- Netanyahu projetou seu futuro político na relação estreita com o ex-presidente dos EUA, Donald Trump, mas isso se tornou um entrave após o acordo entre EUA e Irã.
- O pacto, visto como desfavorável por grande parte de Israel, busca reabrir o estreito de Hormuz, segundo reporta a imprensa.
- O premiê israelense, em preparação para as eleições de outono, dependia de Trump para vencer, algo que agora complica sua estratégia.
- O acordo mantém o regime islâmico iraniano intacto, o que não agrada diferentes setores israelenses.
- A situação coloca Netanyahu diante do desafio de manter apoio interno enquanto enfrenta uma mudança diplomática com os EUA.
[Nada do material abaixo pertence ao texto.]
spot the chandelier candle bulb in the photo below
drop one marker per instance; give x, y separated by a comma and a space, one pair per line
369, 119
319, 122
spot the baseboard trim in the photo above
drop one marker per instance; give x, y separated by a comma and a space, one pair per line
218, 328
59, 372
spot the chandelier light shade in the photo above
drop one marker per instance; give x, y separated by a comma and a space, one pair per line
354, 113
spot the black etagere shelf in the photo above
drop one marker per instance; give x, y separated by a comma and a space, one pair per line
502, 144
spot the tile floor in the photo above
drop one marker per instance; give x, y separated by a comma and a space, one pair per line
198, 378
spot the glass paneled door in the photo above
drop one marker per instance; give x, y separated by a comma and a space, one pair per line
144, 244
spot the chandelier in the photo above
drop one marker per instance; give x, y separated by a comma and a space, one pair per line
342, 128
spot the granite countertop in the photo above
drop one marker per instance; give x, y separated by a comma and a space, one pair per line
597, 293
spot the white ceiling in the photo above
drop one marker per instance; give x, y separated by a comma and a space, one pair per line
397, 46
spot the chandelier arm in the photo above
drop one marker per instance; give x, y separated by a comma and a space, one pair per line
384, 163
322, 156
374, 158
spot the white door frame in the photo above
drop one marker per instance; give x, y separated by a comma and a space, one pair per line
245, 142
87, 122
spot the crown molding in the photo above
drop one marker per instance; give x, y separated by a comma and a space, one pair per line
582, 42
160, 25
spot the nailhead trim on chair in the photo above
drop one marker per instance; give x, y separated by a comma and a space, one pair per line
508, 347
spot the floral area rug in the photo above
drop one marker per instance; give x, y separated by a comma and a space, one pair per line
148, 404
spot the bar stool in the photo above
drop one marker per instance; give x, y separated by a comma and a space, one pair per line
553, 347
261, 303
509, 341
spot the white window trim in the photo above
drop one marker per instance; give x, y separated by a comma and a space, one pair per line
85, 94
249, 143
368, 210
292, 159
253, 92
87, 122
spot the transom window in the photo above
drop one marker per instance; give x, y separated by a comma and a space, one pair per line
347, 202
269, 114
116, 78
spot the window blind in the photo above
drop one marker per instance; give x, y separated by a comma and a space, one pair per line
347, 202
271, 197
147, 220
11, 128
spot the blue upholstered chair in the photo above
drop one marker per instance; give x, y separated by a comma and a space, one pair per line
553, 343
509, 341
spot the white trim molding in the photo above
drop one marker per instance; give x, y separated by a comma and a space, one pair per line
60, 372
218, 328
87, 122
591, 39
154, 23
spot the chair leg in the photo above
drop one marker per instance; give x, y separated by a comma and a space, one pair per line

Benjamin Netanyahu enfrenta consequências políticas após a divulgação de um acordo entre os Estados Unidos e o Irã, negociado pela administração de Donald Trump. O primeiro-ministro israelense, que construiu sua carreira em torno da relação próxima com Washington, vê o pacto como um revés político devido à oposição significativa dentro de Israel.
O acordo, cuja divulgação ocorreu nesta semana, prevê o restabelecimento de canais de diálogo com o Irã, preservando o regime iraniano, segundo relatos de agências internacionais. Em Israel, figuras de diferentes espectros políticos criticaram o acordo, apontando impactos na segurança regional.
Netanyahu, que busca a reeleição neste outono, ficou conhecido por justificar a aliança com os EUA como fator decisivo de defesa. A mudança de posição norte-americana coloca o premiê diante da necessidade de disputar votos sem o apoio incondicional de Trump, conforme apurado pela Bloomberg.
Impactos eleitorais
- A aliados e opositores divergem sobre os próximos passos políticos, enquanto a coalizão de governo enfrenta pressão para esclarecer a estratégia após o acordo.
- Analistas apontam que a coalizão pode precisar adaptar suas mensagens de segurança e diplomacia para manter apoio entre eleitores que resistem a qualquer negociação que inclua o Irã.
- O timing da divulgação também preocupa, já que o país se aproxima das eleições e a percepção pública sobre alianças estratégicas pode influenciar o resultado eleitoral.
Fonte: cobertura baseada em informações divulgadas pela Bloomberg.